Hunter, 21, became the youngest American to make the world championships in a decade. He turned professional out of high school and experienced a difficult transition but said he has never had regrets.
“You always have high goals and really, really dream for this,” he said. “I was about the most nervous person in that call room. This is the first time in my professional career I felt like something was on the line.”
Lomong (13:25.53) and Paul Chelimo, who won silver at the 2016 Olympics, sprinted neck-and-neck down the final straightaway. Lomong eked in front of Chelimo, bumping his arm at the finish line, to win his second title this weekend. On Thursday, he claimed the 10,000 meters.
Matthew Centrowitz, the reigning Olympic gold medalist in the 1,500 meters and a former Broadneck High standout, finished second in the event in 3:44.97, barely losing to Craig Engels (3:44.93) at the tape. Centrowitz, who changed coaches this year, found solace in making another world championship team.
“I’m getting older, man,” he said. “I don’t want to say I play conservative. But I felt like I had to make sure I made that team more than go for the win. I don’t take these teams for granted.”
On Saturday, promising 200-meter sprinter Kenny Bednarek provided a compelling update about his training — and about controversial American sprinting giant Justin Gatlin.
Bednarek, 20, turned professional and signed with Nike early this summer after a breakout performance in junior college. He said he is being coached by Dennis Mitchell, a notorious figure in the sport who received a ban in 1998 after testing positive for high testosterone levels. At the time, he blamed the failed test on drinking beer and having too much sex with his wife.
In the 2008 BALCO case, Mitchell testified he had received performance-enhancing substances from Trevor Graham, who has since been banned from the sport by USA Track and Field. Graham once coached Gatlin, too, before Gatlin served a doping suspension from 2006 to 2010. Afterward, Gatlin hired Mitchell.
Bednarek said he had no idea about Mitchell’s history. “Nike wanted to send me somewhere, and I just kind of listened,” he said. After he researched Mitchell, Bednarek felt comfortable.

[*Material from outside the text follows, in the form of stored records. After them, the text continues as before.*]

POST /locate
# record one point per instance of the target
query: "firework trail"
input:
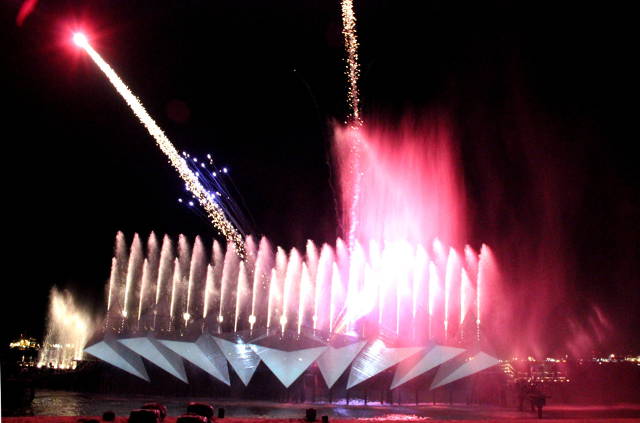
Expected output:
(213, 210)
(354, 119)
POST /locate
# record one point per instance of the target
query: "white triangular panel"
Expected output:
(288, 365)
(449, 373)
(204, 353)
(158, 354)
(112, 352)
(410, 369)
(334, 361)
(376, 358)
(241, 357)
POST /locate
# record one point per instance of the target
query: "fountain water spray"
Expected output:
(68, 330)
(398, 288)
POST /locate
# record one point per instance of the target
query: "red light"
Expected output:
(80, 39)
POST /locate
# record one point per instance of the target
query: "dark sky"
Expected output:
(542, 100)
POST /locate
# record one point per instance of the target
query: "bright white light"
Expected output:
(80, 39)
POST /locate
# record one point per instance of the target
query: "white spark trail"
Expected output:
(215, 213)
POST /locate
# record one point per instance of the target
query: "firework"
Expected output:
(213, 210)
(354, 120)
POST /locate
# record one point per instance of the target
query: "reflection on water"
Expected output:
(62, 403)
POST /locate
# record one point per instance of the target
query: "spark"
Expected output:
(213, 210)
(354, 120)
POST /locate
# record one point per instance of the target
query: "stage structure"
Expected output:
(376, 307)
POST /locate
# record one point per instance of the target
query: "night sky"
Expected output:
(542, 100)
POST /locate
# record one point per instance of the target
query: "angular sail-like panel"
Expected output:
(411, 368)
(288, 365)
(376, 358)
(111, 351)
(334, 361)
(241, 357)
(151, 349)
(455, 369)
(205, 354)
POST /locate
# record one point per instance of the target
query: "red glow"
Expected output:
(80, 39)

“People make mistakes, but that’s all in the past,” he said. “I know he’s going to get me right, for this year and the rest of my career.”
When asked whom he was training with, Bednarek mentioned Gatlin. He then affirmed Mitchell is coaching Gatlin, which is certain to make waves in the track world.

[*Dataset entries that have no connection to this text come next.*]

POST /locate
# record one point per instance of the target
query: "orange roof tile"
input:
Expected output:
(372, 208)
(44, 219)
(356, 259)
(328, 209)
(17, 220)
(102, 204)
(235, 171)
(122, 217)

In 2017, months after Gatlin upset Usain Bolt in the 100 meters at the world championships, undercover reporters from the Telegraph visited Mitchell’s training facility and recorded him offering to acquire performance-enhancing drugs for an actor posing as an athlete. In an Instagram post after the story published, Gatlin announced he had fired Mitchell. Now, it appears they have reunited.

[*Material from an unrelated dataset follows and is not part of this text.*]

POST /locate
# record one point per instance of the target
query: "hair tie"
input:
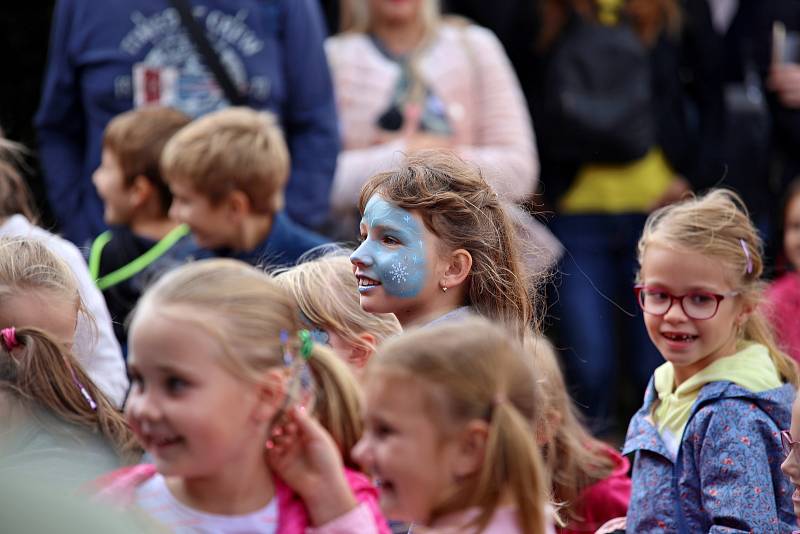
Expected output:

Donavan Brazier and Clayton Murphy, the reigning Olympic bronze medalist, have developed a strong rivalry in the men’s 800 meters. Sunday night, Brazier, ranked fifth in the world, pulled away in the final 200 meters and beat Murphy, his training partner, with a time of 1:45.62.
As Brazier conducted a post-race interview, Murphy (1:46.01) made clear they’re friendly rivals. “Come on, we got drug testing!” Murphy shouted at him. “The bar is going to be closed by the time we get out of here!”
Running in her home state, Shelby Houlihan recorded an achievement unseen in American track in nearly two decades.
A day after winning the 1,500 for the second straight year, Houlihan repeated as champion of the 5,000 meters, finishing in 15:15.50. That combination had not been pulled off in consecutive years since Regina Jacobs in 1999 and 2000.
Emma Coburn, the bronze medalist at the 2016 Olympics, won her sixth consecutive national title in the 3,000-meter steeplechase with a time of 9:25.63. Katy Kunc, a Lake Braddock High alum, finished 14th in 10:31.17.